Fifty Years a Medium – Chapter 12, 1/13 by Estelle Roberts

CHAPTER TWELVE,
FURTHER COMMUNICATIONS

It is now more than thirty-five years since the world was startled by the publication in a psychic newspaper of a series of automatic writings entitled “My Life After Death” by Edgar Wallace. Although I had no part in the origin of this script that came through a medium in Wales, I was concerned in establishing its authenticity.

During the last years of his life Edgar Wallace was always in the news as a novelist, journalist and a playwright. He was also a “character,” rich in eccentricities the public loves and, either by accident or design, he contrived brilliantly to live up to the reputation he had built up around himself. Indeed, so firmly was Wallace entrenched in the minds of the public, he continued to live in the memory as a popular legend long after he had made his physical exit from earth.

It is therefore not surprising that when Maurice Barbanell received a parcel containing spirit writings attributed to Wallace, he should take every precaution to establish their genuineness before publishing them. Publication, Barbanell knew, would subject them to the severe scrutiny of the sceptics, with each seeking some point by which to discredit them. How then, he pondered, could he be sure of their authenticity?

He submitted them for the examination of Hannen Swaffer, an intimate friend of Wallace in between the intervals when they were “enemies.” These intervals were due to their respective roles as dramatic critic and playwright. Swaffer’s verdict was that the script gave evidence of having been written by a trained reporter, which the medium was not, but he could not say that Wallace was the post-mortem author.

Then Barbanell had a brainwave. He would consult Red Cloud, which he did at the next direct voice séance. The guide’s reply was to tell Barbanell to proceed no further until he, Red Cloud, had consulted Wallace himself. At the following voice séance Red Cloud reported that he had asked Wallace, who confirmed his authorship of the automatic writings, so Barbanell was free to go ahead with publication.

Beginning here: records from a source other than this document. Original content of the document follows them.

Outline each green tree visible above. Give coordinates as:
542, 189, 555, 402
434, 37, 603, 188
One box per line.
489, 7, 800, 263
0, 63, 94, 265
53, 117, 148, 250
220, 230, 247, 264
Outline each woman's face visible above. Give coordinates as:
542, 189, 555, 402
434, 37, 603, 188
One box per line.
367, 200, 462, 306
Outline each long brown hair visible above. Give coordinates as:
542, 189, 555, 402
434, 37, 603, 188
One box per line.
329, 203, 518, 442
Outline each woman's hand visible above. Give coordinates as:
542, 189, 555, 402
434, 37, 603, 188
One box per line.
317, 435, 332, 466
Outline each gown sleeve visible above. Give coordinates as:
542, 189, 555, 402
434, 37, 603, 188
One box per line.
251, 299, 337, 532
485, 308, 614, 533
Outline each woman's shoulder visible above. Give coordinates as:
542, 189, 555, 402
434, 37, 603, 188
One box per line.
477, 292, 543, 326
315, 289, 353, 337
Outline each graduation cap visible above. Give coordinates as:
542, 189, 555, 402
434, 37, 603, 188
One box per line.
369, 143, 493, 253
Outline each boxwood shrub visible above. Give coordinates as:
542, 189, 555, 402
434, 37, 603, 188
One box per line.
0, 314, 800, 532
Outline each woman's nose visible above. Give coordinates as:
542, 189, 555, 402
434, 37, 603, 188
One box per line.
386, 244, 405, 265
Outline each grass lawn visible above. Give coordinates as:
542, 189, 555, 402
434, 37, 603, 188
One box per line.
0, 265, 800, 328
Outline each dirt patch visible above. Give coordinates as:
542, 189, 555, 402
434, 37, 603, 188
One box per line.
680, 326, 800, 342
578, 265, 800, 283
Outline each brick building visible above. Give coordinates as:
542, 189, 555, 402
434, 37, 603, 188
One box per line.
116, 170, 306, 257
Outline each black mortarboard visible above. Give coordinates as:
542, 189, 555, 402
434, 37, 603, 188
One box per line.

The publication of the spirit script, with its detailed description of life after death as Wallace had found it, produced the anticipated furore. Soon one of the major Spiritualistic controversies of all time was raging, with plenty of hard knocks taken and given by both sides. Robert Curtis, for fifteen years Wallace’s private secretary, was one of the leading antagonists,

condemning any suggestion that the manuscripts could have emanated from his old chief. While the storm was raging, Wallace returned again to join the battle with a further psychic exhibition, typical of his self-assertiveness, that fanned the flames of controversy to new heights. He caused his spirit portrait to appear on a plate exposed during a test séance of psychic photography.